Liputan6.com, Bandung: Nama Eulis Rosmiati memang tidak setenar Angelina Sondakh atau Nunun Nurbaeti atau juga Miranda Goeltom hingga ke seluruh Tanah Air. Eulis Rosmiati hanyalah orang biasa berprofesi sebagai bidan di Desa Ujung Genteng, sekitar 200 kilometer dari Bandung, Jawa Barat.

Tapi jangan salah.
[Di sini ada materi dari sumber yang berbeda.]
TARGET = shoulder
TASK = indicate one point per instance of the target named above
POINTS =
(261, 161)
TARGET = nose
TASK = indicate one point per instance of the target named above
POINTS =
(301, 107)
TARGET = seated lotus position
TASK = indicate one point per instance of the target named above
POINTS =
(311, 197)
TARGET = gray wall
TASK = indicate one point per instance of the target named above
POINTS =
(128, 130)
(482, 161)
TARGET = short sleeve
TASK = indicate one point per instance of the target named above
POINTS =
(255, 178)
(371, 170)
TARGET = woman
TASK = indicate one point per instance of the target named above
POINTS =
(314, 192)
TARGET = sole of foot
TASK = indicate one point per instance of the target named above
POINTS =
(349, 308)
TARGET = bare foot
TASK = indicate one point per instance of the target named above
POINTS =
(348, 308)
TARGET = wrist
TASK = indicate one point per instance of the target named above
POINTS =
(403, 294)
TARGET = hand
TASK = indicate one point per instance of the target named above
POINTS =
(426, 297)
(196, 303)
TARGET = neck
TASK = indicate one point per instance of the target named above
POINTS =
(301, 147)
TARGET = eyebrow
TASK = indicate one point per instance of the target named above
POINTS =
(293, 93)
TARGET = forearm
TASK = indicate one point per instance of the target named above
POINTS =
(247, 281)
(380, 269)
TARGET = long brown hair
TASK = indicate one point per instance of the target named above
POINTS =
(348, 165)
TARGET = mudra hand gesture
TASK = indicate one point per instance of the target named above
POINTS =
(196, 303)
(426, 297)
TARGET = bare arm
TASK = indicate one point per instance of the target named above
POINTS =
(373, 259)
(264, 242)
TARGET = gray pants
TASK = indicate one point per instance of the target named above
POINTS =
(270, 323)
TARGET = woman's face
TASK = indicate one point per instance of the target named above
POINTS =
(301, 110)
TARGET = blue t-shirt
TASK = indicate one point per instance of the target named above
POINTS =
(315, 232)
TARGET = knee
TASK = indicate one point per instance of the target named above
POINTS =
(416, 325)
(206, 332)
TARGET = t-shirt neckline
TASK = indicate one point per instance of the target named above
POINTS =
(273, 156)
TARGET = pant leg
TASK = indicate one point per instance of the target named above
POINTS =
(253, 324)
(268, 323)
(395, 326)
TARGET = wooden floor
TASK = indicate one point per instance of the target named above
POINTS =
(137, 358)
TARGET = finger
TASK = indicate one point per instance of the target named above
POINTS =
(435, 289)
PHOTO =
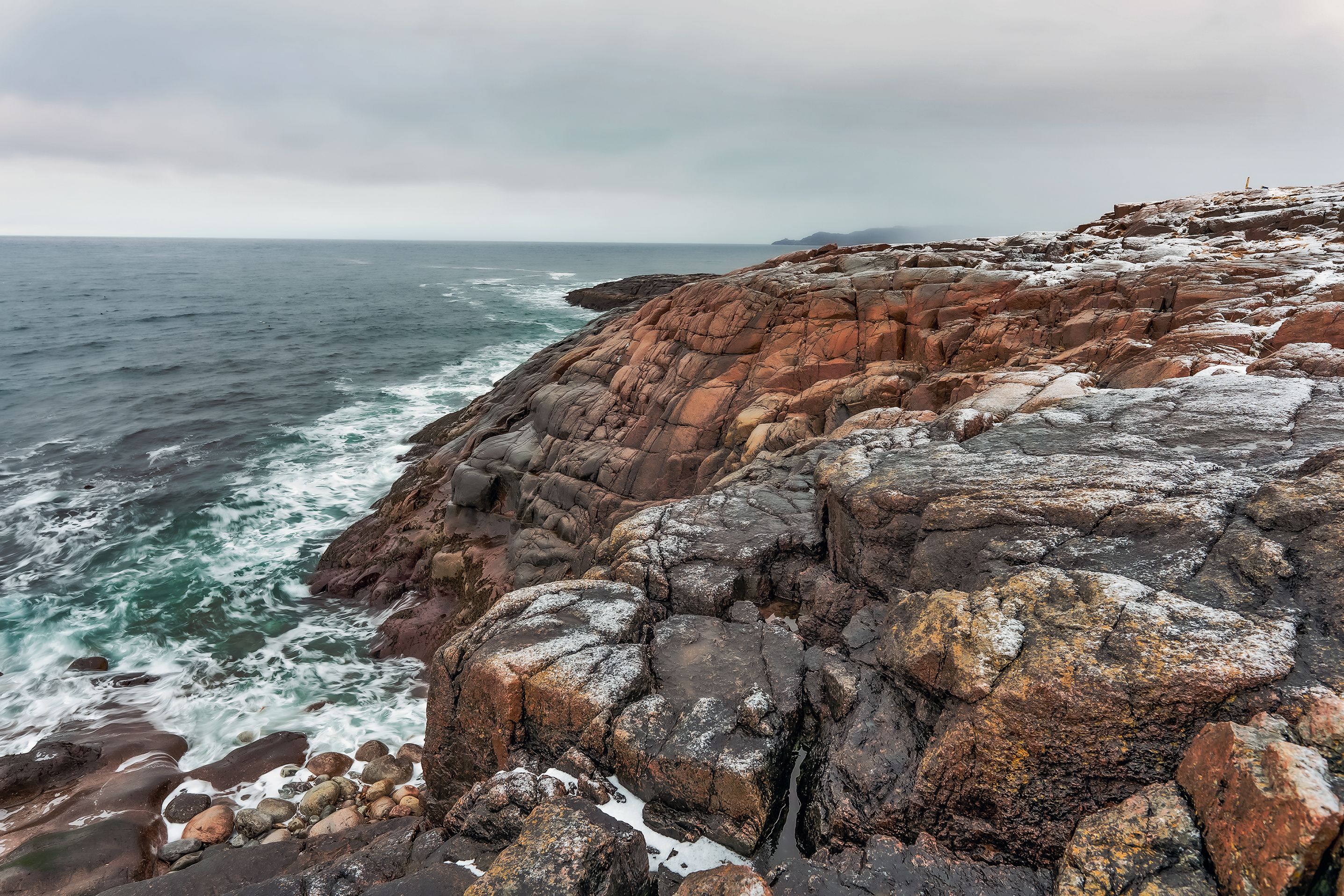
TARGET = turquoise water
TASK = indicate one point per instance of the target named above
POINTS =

Apa yang dilakukan Eulis jauh lebih bermanfaat bagi orang lain, terutama rakyat pedesaan di desa terpencil itu. Eulis tak hanya menggagas arisan WC bagi warga desa namun juga mampu menyediakan asuransi kesehatan sederhana tepat guna untuk rakyat kecil di Desa Ujung Genteng itu. Kini, sekitar 1.200 KK tak perlu khawatir jika sakit karena ada asuransi kesehatan ala Eulis.

Eulis memulai pelayanannya kepada masyarakat sebagai bidan desa sejak 1991 silam. Namun kemudian tahun 2008, dirinya mulai bertugas di Desa Ujung Genteng.

Eulis ketika pertama tiba di desa terpencil di Jawa Barat itu, langsung bisa merasakan betapa aspek kesehatan warga desa tersebut sangat buruk. Kemiskinan dan kurangnya pengetahuan akan pentingnya sanitasi menjadi biang keladi semua itu. Separuh lebih jumlah warga desa hidup di bawah garis kemiskinan.

Melihat kondisi itu, Eulis langsung menggalang para ibu untuk menggelar arisan WC. Gagasan tersebut tidak serta merta mendapat sambutan positif warga. Padahal sebagian besar warga tak mempunyai jamban yang layak. Namun bidan desa ini tak putus asa. Sedikit demi sedikit warga mulai merasakan ketulusan pelayanan Eulis. Menurut Nurhasanah dan Leni warga setempat, sebagian warga desa mulai berminat ikut arisan WC. Manfaatnya pun segera bisa dirasakan masyarakat desa.

Eulis ibu tiga anak tersebut mulai berinovasi. Tak hanya soal jamban yang diperhatikan, tapi juga sarana dan kebiasaan hidup tak sehat sehari-hari yang dilakukan warga pun mulai dibenahi.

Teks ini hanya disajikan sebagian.